Ads Top

Equal-Width Sankey: A New Approach to Drawing Sankey Curves


Last year, Jeff Shaffer, the first person to build a sankey in Tableau, posted a blog titled, Sankey Diagrams: Why I Used the Sigmoid Functionand Why You Probably Shouldn’t. In the blog, he discussed the fact that the sigmoid curves used to draw most sankeys in Tableau have a fundamental problem as the curve tends to narrow in the middle preventing it from maintaining an equal width from beginning to end. He suggested that a better approach would be to use sine curves instead of sigmoid curves as the narrowing impact is much less severe. Jeff’s blog provided the following visual to show the issue and compare different curve types (based on the work of Chris DeMartini).


But, as Jeff pointed out, this is still not perfect. There is definitely still some narrowing in the middle of the sine curve.

The Problem
There are two things that cause this, the first being the approach used to draw the curve. To demonstrate, let’s start out with two equal-sized bars on either side of our sankey.

  
Now we’ll draw one curve connecting the tops of each bar. Note: I’m using a sigmoid for this example.


Next, we’ll connect the bottoms of each bar using the same kind of curve.


We can now clearly see the narrowing in the middle. The approach of drawing two separate curves to connect the top and bottom simply does not guarantee equal spacing between the two curves.

The second problem we encounter has to do with the sizing of the sheet. Take, for example, the following


We can see the first problem in this example. But what if we resize the sheet after placing it on a dashboard? In the image below, I’ve kept the same height but have made the sheet more narrow. This exacerbates the problem—the start and end of the curve are the same width as the previous image, but the narrowing effect on the middle of the curve is more severe.


So, the size of the sheet on a dashboard is also critical when considering a method to draw equal width curves.

Note: While both of these problems are more pronounced with sigmoid curves, as Jeff has pointed out, other curve types have the same issue.

A Potential Solution
A solution to this problem will have to address both of the items above—it must ensure that the distance between the curves remains consistent and it must address the sizing problem. Fortunately, at the end of Jeff’s blog, he included a link to a post by Sam Calisch on Github, from 2011, which describes a mathematical approach to drawing sankey curves which maintain a consistent width. I had come upon this research before and, when I saw it referenced again in Jeff’s blog, it got me thinking. I wondered if I could implement this technique in Tableau in order to address this problem once and for all.
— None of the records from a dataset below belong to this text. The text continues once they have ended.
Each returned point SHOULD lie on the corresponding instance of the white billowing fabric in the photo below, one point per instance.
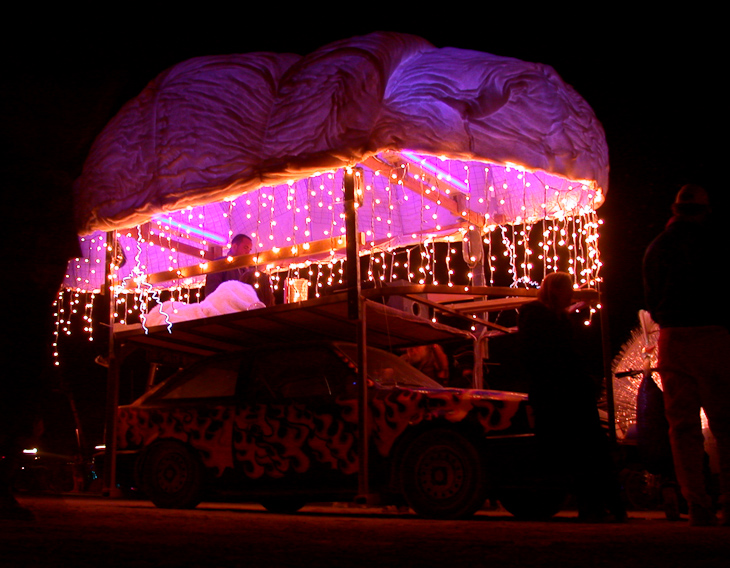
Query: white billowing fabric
(216, 127)
(229, 297)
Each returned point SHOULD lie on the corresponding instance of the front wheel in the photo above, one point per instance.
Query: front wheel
(172, 476)
(443, 475)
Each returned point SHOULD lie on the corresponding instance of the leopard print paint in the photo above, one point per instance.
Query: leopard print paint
(273, 440)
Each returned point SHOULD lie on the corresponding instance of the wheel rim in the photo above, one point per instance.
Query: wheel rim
(440, 473)
(172, 473)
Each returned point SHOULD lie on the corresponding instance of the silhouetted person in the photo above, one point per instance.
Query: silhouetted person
(563, 399)
(680, 265)
(240, 245)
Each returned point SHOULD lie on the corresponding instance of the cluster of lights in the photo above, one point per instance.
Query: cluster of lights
(414, 213)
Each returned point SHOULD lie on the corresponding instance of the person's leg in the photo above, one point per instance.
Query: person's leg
(677, 362)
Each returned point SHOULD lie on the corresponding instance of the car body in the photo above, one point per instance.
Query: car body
(279, 425)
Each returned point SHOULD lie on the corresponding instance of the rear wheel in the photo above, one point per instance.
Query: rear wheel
(443, 475)
(172, 476)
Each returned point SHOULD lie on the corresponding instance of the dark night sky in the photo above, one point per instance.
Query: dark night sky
(653, 83)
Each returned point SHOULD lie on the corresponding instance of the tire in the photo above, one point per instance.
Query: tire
(533, 504)
(172, 476)
(283, 505)
(443, 475)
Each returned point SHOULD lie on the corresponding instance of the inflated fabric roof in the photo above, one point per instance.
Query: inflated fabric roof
(254, 143)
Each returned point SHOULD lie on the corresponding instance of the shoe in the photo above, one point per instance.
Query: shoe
(700, 516)
(670, 502)
(725, 515)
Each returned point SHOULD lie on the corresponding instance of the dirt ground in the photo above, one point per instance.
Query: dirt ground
(76, 530)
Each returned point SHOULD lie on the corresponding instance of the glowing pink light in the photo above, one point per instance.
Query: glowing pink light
(195, 230)
(433, 169)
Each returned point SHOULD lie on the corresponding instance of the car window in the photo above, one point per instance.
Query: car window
(388, 370)
(301, 372)
(212, 379)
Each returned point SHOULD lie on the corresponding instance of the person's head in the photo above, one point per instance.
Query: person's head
(691, 200)
(556, 291)
(241, 244)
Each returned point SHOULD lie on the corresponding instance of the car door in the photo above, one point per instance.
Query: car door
(296, 424)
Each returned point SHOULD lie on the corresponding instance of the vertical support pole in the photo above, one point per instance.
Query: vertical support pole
(112, 386)
(355, 313)
(607, 371)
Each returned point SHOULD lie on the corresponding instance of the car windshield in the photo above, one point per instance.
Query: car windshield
(388, 370)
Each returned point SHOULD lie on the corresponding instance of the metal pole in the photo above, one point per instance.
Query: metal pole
(607, 372)
(112, 386)
(356, 313)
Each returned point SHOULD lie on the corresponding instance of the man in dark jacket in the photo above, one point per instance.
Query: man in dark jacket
(694, 345)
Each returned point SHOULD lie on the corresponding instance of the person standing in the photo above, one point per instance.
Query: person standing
(694, 346)
(240, 245)
(563, 399)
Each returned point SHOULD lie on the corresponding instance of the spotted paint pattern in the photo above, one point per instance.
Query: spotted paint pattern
(273, 440)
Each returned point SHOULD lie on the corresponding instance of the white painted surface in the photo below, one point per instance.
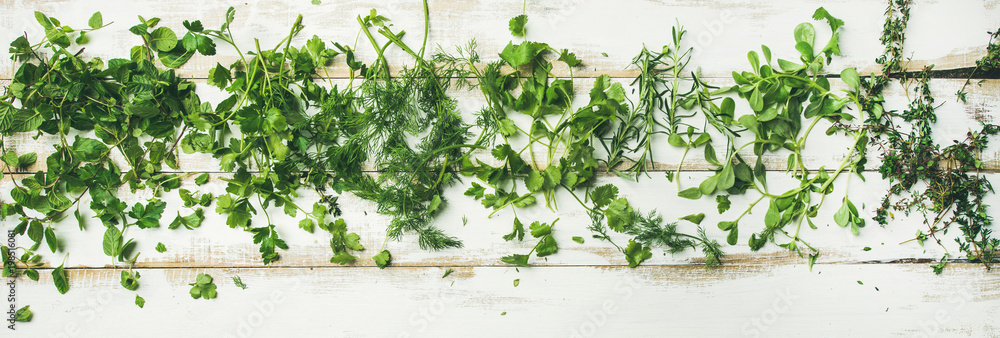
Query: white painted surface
(584, 286)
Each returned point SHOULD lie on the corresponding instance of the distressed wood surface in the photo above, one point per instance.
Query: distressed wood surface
(875, 284)
(722, 31)
(869, 300)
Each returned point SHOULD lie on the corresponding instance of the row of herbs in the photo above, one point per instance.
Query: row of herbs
(286, 127)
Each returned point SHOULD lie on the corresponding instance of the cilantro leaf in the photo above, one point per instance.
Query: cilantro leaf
(383, 259)
(619, 214)
(23, 315)
(569, 58)
(522, 54)
(203, 287)
(518, 231)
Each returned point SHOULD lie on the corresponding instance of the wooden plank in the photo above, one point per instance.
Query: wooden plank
(216, 245)
(955, 120)
(722, 31)
(895, 299)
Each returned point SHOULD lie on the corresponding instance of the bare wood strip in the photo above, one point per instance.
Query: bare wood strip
(721, 31)
(906, 299)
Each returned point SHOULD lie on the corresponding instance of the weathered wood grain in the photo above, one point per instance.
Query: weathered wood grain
(720, 31)
(859, 287)
(761, 301)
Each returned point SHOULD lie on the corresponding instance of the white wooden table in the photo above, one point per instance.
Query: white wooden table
(584, 290)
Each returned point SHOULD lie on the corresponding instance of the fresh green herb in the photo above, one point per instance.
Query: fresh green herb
(203, 287)
(239, 282)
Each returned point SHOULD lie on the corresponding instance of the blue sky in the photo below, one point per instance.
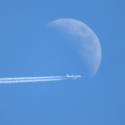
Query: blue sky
(28, 48)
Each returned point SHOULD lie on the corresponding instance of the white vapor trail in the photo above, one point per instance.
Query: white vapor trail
(31, 79)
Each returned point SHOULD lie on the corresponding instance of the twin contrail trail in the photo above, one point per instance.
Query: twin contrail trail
(36, 79)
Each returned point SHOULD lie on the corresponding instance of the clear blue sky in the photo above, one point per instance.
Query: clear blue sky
(26, 49)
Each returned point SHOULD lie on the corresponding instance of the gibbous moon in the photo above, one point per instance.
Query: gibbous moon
(86, 41)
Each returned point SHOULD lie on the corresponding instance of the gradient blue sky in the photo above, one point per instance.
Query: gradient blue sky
(28, 48)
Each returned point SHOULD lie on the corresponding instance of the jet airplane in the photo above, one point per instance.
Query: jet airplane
(73, 76)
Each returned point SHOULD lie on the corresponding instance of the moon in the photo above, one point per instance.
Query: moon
(84, 39)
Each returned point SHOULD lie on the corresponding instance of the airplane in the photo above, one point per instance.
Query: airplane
(73, 76)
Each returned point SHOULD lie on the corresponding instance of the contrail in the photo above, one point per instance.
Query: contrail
(36, 79)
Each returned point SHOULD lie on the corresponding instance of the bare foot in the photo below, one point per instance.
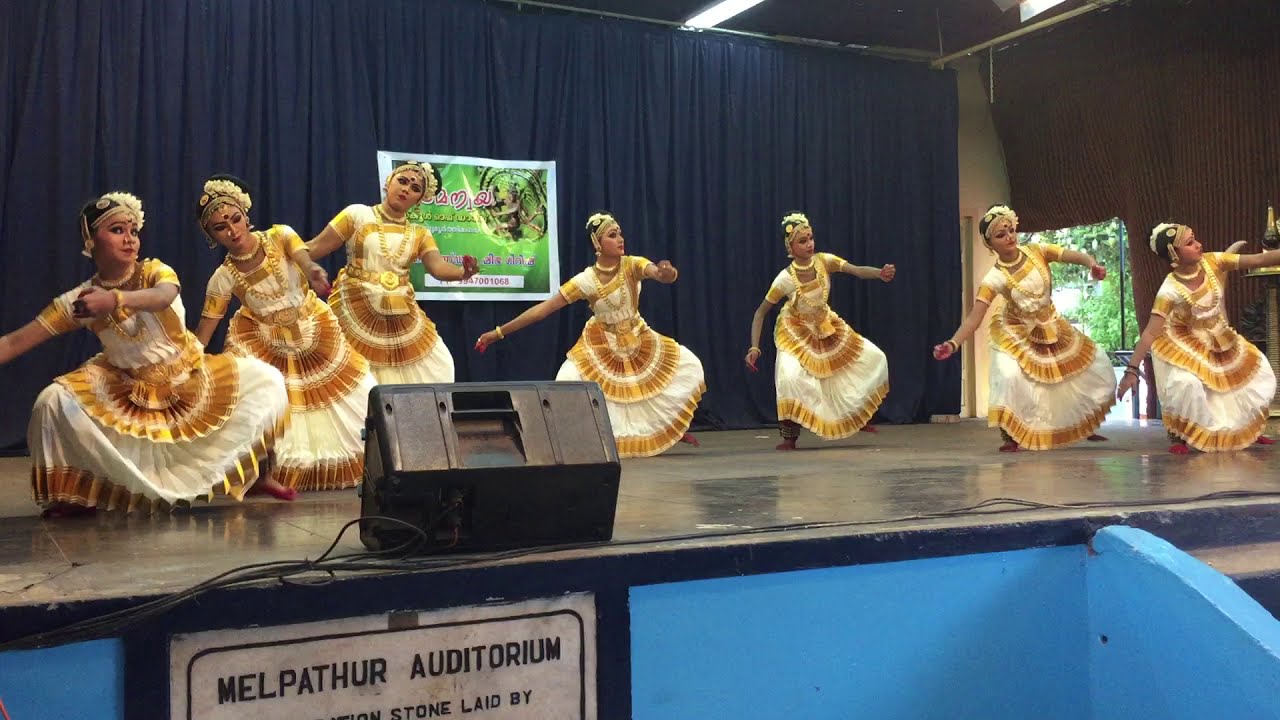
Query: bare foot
(65, 510)
(273, 487)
So, let’s talk about Sam’s method a bit. His post includes the following image which does a pretty good job of summing up his approach.


There’s a lot going on here, so let me try to break this down into a pieces. There are essentially three components of Sam’s curves: a set of concentric circles on both the left and right and a rectangle in the middle. The distance between the inner and outer circle is the same as the width of the rectangle. These shapes are then connected as shown below.


The excess parts of the circle are then removed, leaving partial concentric circles on each end.


This is a very clever solution because it is easy to ensure that the width remains consistent when using rectangles and concentric circles.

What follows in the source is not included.